Une récente déclaration d'Adam Back, PDG de Blockstream, a relancé le débat sur la manière dont les entreprises envisagent le Bitcoin comme outil de positionnement stratégique pour l'avenir de la finance. Son point de vue déplace le discours d'une gestion des risques défensive vers une approche plus offensive : utiliser le système monétaire actuel pour s'exposer à ce que certains considèrent comme la possible évolution d'une économie mondiale centrée sur le Bitcoin.
Back a décrit les sociétés de trésorerie Bitcoin comme exploitant un fossé entre deux systèmes : le monde financier actuel basé sur les monnaies fiduciaires et un avenir potentiellement hyperbitcoinisé.

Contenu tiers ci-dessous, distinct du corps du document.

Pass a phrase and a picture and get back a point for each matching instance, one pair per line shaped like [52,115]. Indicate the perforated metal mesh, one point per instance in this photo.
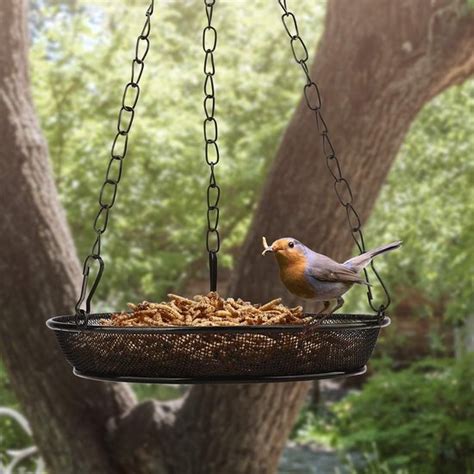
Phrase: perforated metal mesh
[342,343]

Ces entreprises lèvent des capitaux sur les marchés traditionnels (actions, obligations et flux de trésorerie) et en convertissent une partie en Bitcoin, pariant sur la performance à long terme de cet actif, supérieure à celle des monnaies fiduciaires.
Cela s'appuie sur des analyses antérieures qui présentaient le Bitcoin principalement comme une protection contre l'inflation. La différence réside désormais dans l'intention. Au lieu de protéger le pouvoir d'achat, les entreprises font des paris calculés et asymétriques sur une transformation structurelle de la manière dont la valeur est stockée et transférée à l'échelle mondiale.

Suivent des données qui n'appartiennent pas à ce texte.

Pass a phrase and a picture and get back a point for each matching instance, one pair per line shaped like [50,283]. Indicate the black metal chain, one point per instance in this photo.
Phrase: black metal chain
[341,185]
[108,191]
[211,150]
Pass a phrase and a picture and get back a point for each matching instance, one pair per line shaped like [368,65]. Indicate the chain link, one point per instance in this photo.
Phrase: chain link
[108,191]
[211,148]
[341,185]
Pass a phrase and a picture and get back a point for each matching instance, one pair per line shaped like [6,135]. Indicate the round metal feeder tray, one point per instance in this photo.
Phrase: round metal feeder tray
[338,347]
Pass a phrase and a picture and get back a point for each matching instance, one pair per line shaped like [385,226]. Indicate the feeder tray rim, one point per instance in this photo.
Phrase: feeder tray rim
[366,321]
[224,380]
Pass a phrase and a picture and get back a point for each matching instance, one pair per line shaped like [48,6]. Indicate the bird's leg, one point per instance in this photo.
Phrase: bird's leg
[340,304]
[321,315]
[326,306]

L'idée a gagné du terrain dans les cercles crypto, mais la vraie question est de savoir si elle se traduira par des décisions concrètes au sein des conseils d'administration.
Malgré une certaine anxiété chez les investisseurs particuliers, les données blockchain dressent un tableau plus stable. Des indicateurs comme le NUPL (Net Unrealized Profit/Loss), qui se situe autour de 0.29, montrent que les détenteurs restent rentables et ne subissent pas de pressions importantes. Parallèlement, l'indice Fear & Greed, proche de 25, reflète la prudence des petits investisseurs.

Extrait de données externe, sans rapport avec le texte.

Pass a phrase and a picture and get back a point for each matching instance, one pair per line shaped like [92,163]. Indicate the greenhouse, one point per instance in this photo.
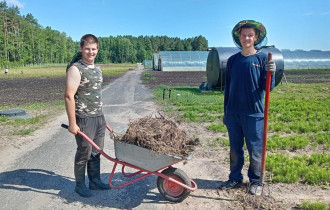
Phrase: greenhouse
[182,60]
[300,59]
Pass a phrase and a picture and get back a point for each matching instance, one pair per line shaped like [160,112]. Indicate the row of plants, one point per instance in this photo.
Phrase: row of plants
[298,122]
[42,112]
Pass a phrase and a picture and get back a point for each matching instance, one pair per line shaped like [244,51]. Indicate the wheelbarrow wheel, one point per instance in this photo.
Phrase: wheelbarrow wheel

Alignement de la structure du marché et des flux de capitaux des entreprises
Les indicateurs de valorisation confirment cette analyse. Un ratio valeur de marché/valeur réalisée (MVRV) proche de 1.4 situe le Bitcoin dans une zone d'équilibre, ni surévalué ni fortement sous-évalué. Conjuguées à des volumes d'échanges stables et à des taux de financement neutres, ces données suggèrent une consolidation plutôt qu'une rupture.
L'accumulation de capitaux par les entreprises se renforce également d'elle-même. Les sociétés qui constituent des fonds importants en bitcoins attirent souvent l'attention des investisseurs, ce qui leur donne un meilleur accès aux capitaux et leur permet d'accroître leurs avoirs.
Le gestionnaire d'actifs Strive en est un exemple. En levant des fonds et en les convertissant en Bitcoin, il s'est hissé parmi les principaux détenteurs de cryptomonnaies, possédant, selon certaines sources, plus de 14 000 BTC . Ceci illustre l'arbitrage décrit par Back, qui consiste à tirer parti des marchés de capitaux en monnaie fiduciaire pour accumuler un actif numérique rare.
Le débat sur le calendrier et ses implications stratégiques
Certains pensent qu'un système financier dominé par le Bitcoin pourrait émerger plus tôt que prévu, tandis que d'autres le considèrent comme lointain ou improbable.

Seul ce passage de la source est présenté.